Эльфы пили подогретое вино и ели что-то, подозрительно напоминающее омлет с беконом. Где они достали яйца, было большой загадкой. Кьяре протянули тарелку с едой, а Каленгил передал горячую кружку:

— Позавтракай. Негоже умирать на голодный желудок.

— Квиклинга[56] тебе на язык, плесневелый! — воскликнул Корлиан, и зеленый издал нервный смешок.

— О, проснулась принцесса Царапучка! — воскликнул Арадрив, подсев неподалеку. — Я думал, ты уснешь, свернувшись калачиком на коленях у лорда, но нет, — он вздохнул в кружку, — я проиграл спор.

Каленгил поперхнулся вином.

Прожевав кусок омлета, Кьяра произнесла:

— Арадрив, я бы тебя побила, но, думаю, за меня будет кому это сделать сегодня.

— Принцесса Царапучка как всегда нежна как кислота и любезна как точильный камень!

Услышав это, Меллот залился смехом, а тифлингесса скривила мордочку. Не было смысла обижаться на дурачка.

— Да нет, Арадрив, ты ошибаешься, — возразил Задар. — Уверен, что-нибудь мягкое и нежное в ней точно есть, под двумя-тремя слоями одежды.

— Надеюсь, ты имел ввиду ее душевные качества, — прошептал Каленгил, — и нежное, спрятанное под слоями одежды сердце.

Девушка прыснула от смеха.

— Конечно же сердце! — заговорчески подмигнул красноволосый. — А вы о чем подумали? Как вам не стыдно!

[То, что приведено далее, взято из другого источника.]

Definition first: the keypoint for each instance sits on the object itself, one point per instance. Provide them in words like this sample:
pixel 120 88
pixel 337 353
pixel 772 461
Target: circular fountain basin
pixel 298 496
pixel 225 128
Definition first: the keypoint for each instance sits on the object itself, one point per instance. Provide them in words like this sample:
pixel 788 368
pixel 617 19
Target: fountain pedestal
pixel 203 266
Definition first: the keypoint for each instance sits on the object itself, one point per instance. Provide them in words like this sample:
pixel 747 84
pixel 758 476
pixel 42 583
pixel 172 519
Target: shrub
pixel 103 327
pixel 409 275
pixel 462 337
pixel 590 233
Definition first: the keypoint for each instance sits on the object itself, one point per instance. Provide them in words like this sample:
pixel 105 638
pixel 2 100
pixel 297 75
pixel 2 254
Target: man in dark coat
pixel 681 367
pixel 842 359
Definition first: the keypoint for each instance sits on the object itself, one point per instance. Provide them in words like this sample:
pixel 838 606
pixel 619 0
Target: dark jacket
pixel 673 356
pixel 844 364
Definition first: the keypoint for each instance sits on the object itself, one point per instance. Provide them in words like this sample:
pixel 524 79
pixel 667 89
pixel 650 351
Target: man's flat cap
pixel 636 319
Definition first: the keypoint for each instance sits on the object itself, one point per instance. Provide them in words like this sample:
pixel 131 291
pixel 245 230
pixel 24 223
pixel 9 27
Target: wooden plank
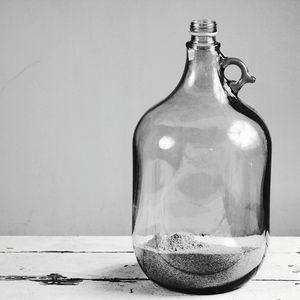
pixel 277 266
pixel 105 244
pixel 92 290
pixel 65 244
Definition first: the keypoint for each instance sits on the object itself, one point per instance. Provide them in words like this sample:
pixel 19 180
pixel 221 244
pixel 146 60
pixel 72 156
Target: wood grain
pixel 106 268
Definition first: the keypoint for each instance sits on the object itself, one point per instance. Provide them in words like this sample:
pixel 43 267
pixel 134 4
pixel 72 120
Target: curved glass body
pixel 201 187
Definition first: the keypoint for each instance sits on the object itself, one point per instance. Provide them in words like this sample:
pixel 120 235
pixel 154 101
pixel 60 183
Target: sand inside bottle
pixel 185 261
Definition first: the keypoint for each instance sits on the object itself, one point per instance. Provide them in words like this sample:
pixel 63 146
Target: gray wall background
pixel 75 76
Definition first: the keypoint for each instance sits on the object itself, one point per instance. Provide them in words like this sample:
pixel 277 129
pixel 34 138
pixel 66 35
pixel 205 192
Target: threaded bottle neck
pixel 203 32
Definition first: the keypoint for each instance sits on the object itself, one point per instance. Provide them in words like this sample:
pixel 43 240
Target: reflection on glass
pixel 166 142
pixel 243 134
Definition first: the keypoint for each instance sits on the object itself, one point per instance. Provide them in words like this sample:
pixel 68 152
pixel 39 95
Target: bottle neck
pixel 202 65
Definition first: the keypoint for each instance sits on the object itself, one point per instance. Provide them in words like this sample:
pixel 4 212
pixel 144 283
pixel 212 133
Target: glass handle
pixel 245 76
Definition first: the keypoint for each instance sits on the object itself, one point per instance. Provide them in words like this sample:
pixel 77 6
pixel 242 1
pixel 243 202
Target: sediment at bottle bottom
pixel 198 270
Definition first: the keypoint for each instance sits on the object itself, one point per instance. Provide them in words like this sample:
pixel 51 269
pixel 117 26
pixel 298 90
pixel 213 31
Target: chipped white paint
pixel 106 268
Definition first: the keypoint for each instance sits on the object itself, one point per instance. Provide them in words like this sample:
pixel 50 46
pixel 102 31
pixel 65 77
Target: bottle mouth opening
pixel 203 27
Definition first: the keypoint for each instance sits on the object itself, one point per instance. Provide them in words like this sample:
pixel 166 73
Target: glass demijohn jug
pixel 201 177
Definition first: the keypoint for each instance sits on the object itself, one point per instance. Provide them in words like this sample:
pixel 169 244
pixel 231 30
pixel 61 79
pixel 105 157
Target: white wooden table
pixel 105 268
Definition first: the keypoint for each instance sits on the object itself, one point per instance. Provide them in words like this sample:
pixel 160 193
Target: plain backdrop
pixel 75 77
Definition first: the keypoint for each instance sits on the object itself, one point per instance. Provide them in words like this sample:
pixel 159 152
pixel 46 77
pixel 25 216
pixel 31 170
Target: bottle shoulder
pixel 206 123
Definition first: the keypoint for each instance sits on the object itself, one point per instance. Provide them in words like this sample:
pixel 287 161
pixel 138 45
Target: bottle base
pixel 231 286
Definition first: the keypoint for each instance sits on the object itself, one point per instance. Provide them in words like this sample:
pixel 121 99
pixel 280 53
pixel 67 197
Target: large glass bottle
pixel 201 186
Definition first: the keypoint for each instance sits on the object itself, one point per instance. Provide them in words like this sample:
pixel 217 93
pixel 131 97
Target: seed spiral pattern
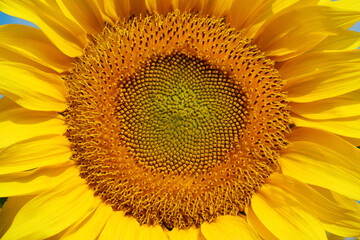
pixel 175 119
pixel 180 114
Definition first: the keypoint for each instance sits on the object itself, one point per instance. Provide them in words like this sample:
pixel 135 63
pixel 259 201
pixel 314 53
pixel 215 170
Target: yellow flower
pixel 171 119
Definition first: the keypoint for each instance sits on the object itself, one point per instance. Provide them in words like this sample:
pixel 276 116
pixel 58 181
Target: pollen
pixel 175 119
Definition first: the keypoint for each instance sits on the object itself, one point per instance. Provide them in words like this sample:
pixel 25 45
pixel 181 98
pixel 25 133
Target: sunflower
pixel 171 119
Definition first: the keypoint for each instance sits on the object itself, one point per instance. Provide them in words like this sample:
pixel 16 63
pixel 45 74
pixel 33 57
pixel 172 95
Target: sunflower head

Эльфы засмеялись и развеселились, как будто им не предстояло через несколько часов сражаться с могущественным врагом. Кьяра доела завтрак, думая над словами Арума. Нужно было проверить все вещи на присутствие скверны, но это уже не сегодня.

Паладин закончил тренировку и начал облачаться в доспехи, как и Арум. Тифлингесса помогла ему. Когда последний шнурок был затянут, Эридан сказал:

— Погоди.

Сделав несколько жестов, он коснулся ее рукой, а затем удовлетворенно кивнул.

— Что это? — спросила Кьяра.

— Защита от смерти[57]. Надеюсь, до этого не дойдет, но может здорово тебя выручить.

Тифлингесса хотела возразить ему, сказать, что лучше бы защитил Арума, но промолчала. Все равно он сделает, как считает нужным, не будет слушать доводов. Да и, как ни крути, ее нельзя было воскресить[58].